Membrane-bound adenylyl cyclases from ram, dog, and human sperm are unresponsive to fluoride and guanylylimidodiphosphate [GMP-P(NH)P], two agents that stimulate the adenylyl cyclases of somatic cells by an action on the stimulatory guanine nucleotide-binding regulatory (Ns) component of adenylyl cyclase. We have investigated whether this is because the sperm cell catalytic unit is functionally uncoupled from Ns but, nevertheless, capable of interacting with it, or because the sperm cell adenylyl cyclase system is unique and regulated differently from that of somatic cells. Sperm cells were found to be deficient in Ns, as evidenced by the inability of detergent extracts from sperm cell membranes and fractions to reconstitute Ns-mediated regulation of the adenylyl cyclase of cyc- S49 cells. In addition, attempts to label Ns in sperm cell membranes by [32P]ADP ribosylation with cholera toxin revealed that, if present, Ns is less than 1% of that found in human erythrocyte membranes.

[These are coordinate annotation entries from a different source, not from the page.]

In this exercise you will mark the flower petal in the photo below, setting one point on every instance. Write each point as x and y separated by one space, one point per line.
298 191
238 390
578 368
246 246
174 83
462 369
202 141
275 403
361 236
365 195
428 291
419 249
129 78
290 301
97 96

This, however, was not the only reason for the unresponsiveness of sperm cell adenylyl cyclase, since fluoride stimulation of the sperm cell enzyme could not be induced by reconstituting it with Ns purified from human erythrocytes (hRBC). When intact hRBC membranes were added to sperm cell fractions in the presence of fluoride, the activities that resulted were greater than the sum of the individual activities. This apparent reconstitution of fluoride regulation of sperm cell adenylyl cyclase could be blocked by lima bean trypsin inhibitor and appears to have resulted from proteolytic activation of the hRBC adenylyl cyclase by sperm proteases. Sperm cell membranes also appear to lack a functional inhibitory regulatory protein of the adenylyl cyclase system (Ni), since they did not contain an ADP-ribosylatable substrate for pertussis toxin action. These results suggest that the sperm cell adenylyl cyclase system is unique and different from that of somatic cells. Sperm cells appear to neither contain Ns or Ni nor possess the ability of their adenylyl cyclase system to interact with Ns from an exogenous source.